Now Available for Public Comment: Notice of Proposed Rulemaking (NPRM) for FDAAA 801 and NIH Draft Reporting Policy for NIH-Funded Trials

High-Dose Combination Chemotherapy Plus Peripheral Stem Cell Transplantation Compared With Standard Combination Chemotherapy in Treating Women With High-Risk Breast Cancer (15-95)

This study has been completed.
Sponsor:
Information provided by (Responsible Party):
International Breast Cancer Study Group
ClinicalTrials.gov Identifier:
NCT00002784
First received: November 1, 1999
Last updated: April 3, 2013
Last verified: July 2012
  Purpose

RATIONALE: Drugs used in chemotherapy use different ways to stop tumor cells from dividing so they stop growing or die.

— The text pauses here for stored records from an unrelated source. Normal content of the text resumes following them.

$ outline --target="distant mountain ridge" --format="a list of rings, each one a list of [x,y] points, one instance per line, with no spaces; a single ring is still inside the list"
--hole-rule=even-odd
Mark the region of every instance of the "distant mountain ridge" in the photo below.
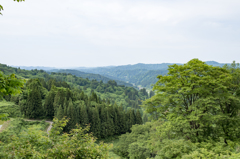
[[[229,63],[218,63],[216,61],[206,61],[208,65],[222,67]],[[42,66],[19,66],[23,69],[42,69],[48,72],[71,73],[75,76],[88,78],[90,80],[102,80],[106,83],[109,80],[115,80],[119,85],[139,86],[139,88],[151,88],[152,84],[157,82],[158,75],[166,75],[169,65],[183,65],[181,63],[160,63],[144,64],[138,63],[133,65],[104,66],[104,67],[75,67],[71,69],[61,69],[54,67]]]
[[[93,74],[93,73],[86,73],[78,70],[71,70],[71,69],[54,69],[54,70],[49,70],[48,72],[57,72],[57,73],[66,73],[66,74],[72,74],[77,77],[82,77],[82,78],[88,78],[89,80],[97,80],[97,81],[102,81],[103,83],[107,83],[110,80],[115,80],[111,78],[107,78],[105,76],[99,75],[99,74]],[[118,85],[124,85],[128,87],[134,87],[131,83],[126,83],[124,81],[120,80],[115,80]]]

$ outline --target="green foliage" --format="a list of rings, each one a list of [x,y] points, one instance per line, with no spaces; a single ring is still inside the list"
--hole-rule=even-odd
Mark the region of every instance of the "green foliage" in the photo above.
[[[198,59],[168,70],[168,76],[158,76],[157,94],[146,100],[146,111],[168,120],[175,134],[192,141],[237,140],[240,85],[234,83],[235,75]]]
[[[95,143],[89,127],[73,129],[70,134],[61,134],[67,120],[54,119],[50,136],[36,128],[29,128],[12,135],[11,142],[1,144],[1,158],[107,158],[110,145]]]
[[[13,102],[1,101],[0,112],[8,114],[8,117],[21,117],[20,106]]]

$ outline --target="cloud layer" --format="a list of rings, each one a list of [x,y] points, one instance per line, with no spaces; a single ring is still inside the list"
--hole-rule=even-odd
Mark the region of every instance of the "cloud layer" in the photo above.
[[[239,0],[1,1],[1,63],[240,62]]]

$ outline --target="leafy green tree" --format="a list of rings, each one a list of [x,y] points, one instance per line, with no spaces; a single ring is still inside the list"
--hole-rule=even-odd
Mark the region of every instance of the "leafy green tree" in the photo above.
[[[27,129],[19,136],[12,135],[11,142],[1,145],[1,158],[108,158],[111,145],[96,143],[96,138],[86,132],[89,127],[77,127],[62,134],[67,120],[53,119],[50,135],[38,129]]]
[[[139,109],[137,110],[137,113],[136,113],[136,124],[143,124],[143,121],[142,121],[142,116],[140,114],[140,111]]]
[[[29,118],[41,118],[43,115],[41,93],[37,88],[29,92],[25,115]]]
[[[0,11],[1,9],[3,9],[2,6],[0,6]],[[21,93],[23,84],[24,80],[17,79],[14,74],[6,76],[0,71],[0,99],[2,99],[4,95]],[[0,112],[0,120],[7,120],[7,116],[8,114]]]
[[[91,132],[93,132],[94,136],[96,136],[97,138],[101,138],[101,120],[99,118],[98,108],[93,109],[90,130]]]
[[[59,105],[58,110],[57,110],[57,118],[59,120],[61,120],[63,117],[64,117],[64,112],[63,112],[62,106]]]
[[[81,125],[82,127],[85,127],[87,124],[89,124],[87,108],[85,105],[82,105],[81,106]]]
[[[67,117],[69,118],[69,122],[67,124],[67,130],[70,131],[76,126],[76,110],[73,106],[72,99],[69,99],[69,104],[67,108]]]
[[[45,111],[46,117],[49,119],[52,119],[54,116],[54,106],[53,106],[54,98],[55,98],[55,92],[51,90],[48,93],[44,103],[44,111]]]
[[[158,76],[155,96],[144,102],[154,118],[162,118],[172,136],[194,142],[209,137],[239,138],[239,85],[226,68],[213,67],[193,59],[184,65],[170,65],[167,76]]]

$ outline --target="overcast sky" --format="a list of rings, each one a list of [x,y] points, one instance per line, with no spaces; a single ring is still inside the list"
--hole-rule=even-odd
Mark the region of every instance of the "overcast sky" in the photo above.
[[[240,0],[1,0],[0,63],[240,62]]]

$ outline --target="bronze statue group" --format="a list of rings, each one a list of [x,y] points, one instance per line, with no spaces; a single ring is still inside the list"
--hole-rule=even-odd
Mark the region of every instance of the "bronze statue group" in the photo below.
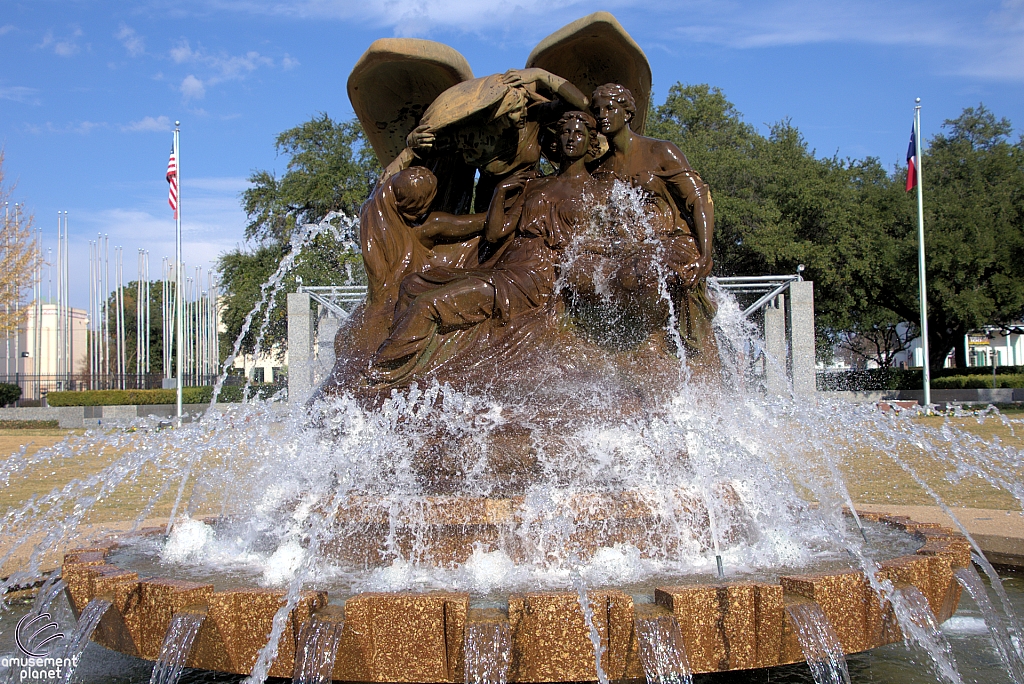
[[[325,390],[640,386],[680,356],[714,374],[714,205],[636,109],[539,68],[437,96],[360,212],[368,298]]]

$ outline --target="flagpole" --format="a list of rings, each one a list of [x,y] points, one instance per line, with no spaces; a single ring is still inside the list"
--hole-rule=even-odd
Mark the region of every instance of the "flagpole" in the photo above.
[[[921,282],[921,350],[924,355],[925,411],[932,405],[932,370],[928,360],[928,289],[925,284],[925,190],[921,176],[921,98],[913,108],[914,174],[918,181],[918,273]]]
[[[177,416],[178,425],[181,425],[181,383],[184,378],[181,375],[181,346],[184,342],[181,335],[182,310],[181,310],[181,156],[178,151],[178,127],[180,121],[174,122],[174,176],[177,180],[177,209],[174,211],[174,318],[177,322],[177,338],[175,340],[175,375],[177,379],[174,383],[177,389]]]

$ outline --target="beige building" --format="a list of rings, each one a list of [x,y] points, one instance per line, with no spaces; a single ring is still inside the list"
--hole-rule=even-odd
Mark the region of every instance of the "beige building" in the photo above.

Combining chemotherapy with peripheral stem cell transplantation may allow the doctor to give higher doses of chemotherapy drugs and kill more tumor cells. It is not yet known if high-dose combination chemotherapy plus peripheral stem cell transplantation is more effective than standard combination chemotherapy for breast cancer.

PURPOSE: Randomized phase III trial to compare high-dose combination chemotherapy plus peripheral stem cell transplantation with standard combination chemotherapy in treating women with stage II or stage III breast cancer.


Condition Intervention Phase
Breast Cancer
Biological: filgrastim
Drug: CMF regimen
Drug: cyclophosphamide
Drug: doxorubicin hydrochloride
Drug: epirubicin hydrochloride
Drug: fluorouracil
Drug: mesna
Drug: methotrexate
Drug: tamoxifen citrate
Procedure: peripheral blood stem cell transplantation
Radiation: low-LET electron therapy
Radiation: low-LET photon therapy
Phase 3

Study Type: Interventional
Study Design: Allocation: Randomized
Endpoint Classification: Safety/Efficacy Study
Intervention Model: Parallel Assignment
Masking: Open Label
Primary Purpose: Treatment
Official Title: Randomized Trial of High-dose Epirubicin and Cyclophosphamide x 3 Supported by Peripheral Blood Progenitor Cells Versus Anthracycline and Cyclophosphamide x 4 Followed by Cyclophosphamide, Methotrexate, and 5-fluorouracil x 3 as Adjuvant Treatment for High Risk Operable Stage ii and Stage Iii Breast Cancer in Premenopausal and Young Postmenopausal (Less Than or Equal to 65 Yrs) Patients.

Resource links provided by NLM:


Further study details as provided by International Breast Cancer Study Group:

Primary Outcome Measures:
  • Disease-free survival. [ Time Frame: 16 years after randomization. ] [ Designated as safety issue: No ]
    Time from randomization to recurrence (including recurrence isolated to the breast), metastasis, appearance of a second primary tumor, or death from any cause, whichever occurs first.


Secondary Outcome Measures:
  • Overall survival. [ Time Frame: 16 years after randomization. ] [ Designated as safety issue: No ]
    Time from randomization to death from any cause.

  • Toxicity. [ Time Frame: 5 years after randomization. ] [ Designated as safety issue: Yes ]
    Morbidity information was recorded using standard toxicity criteria.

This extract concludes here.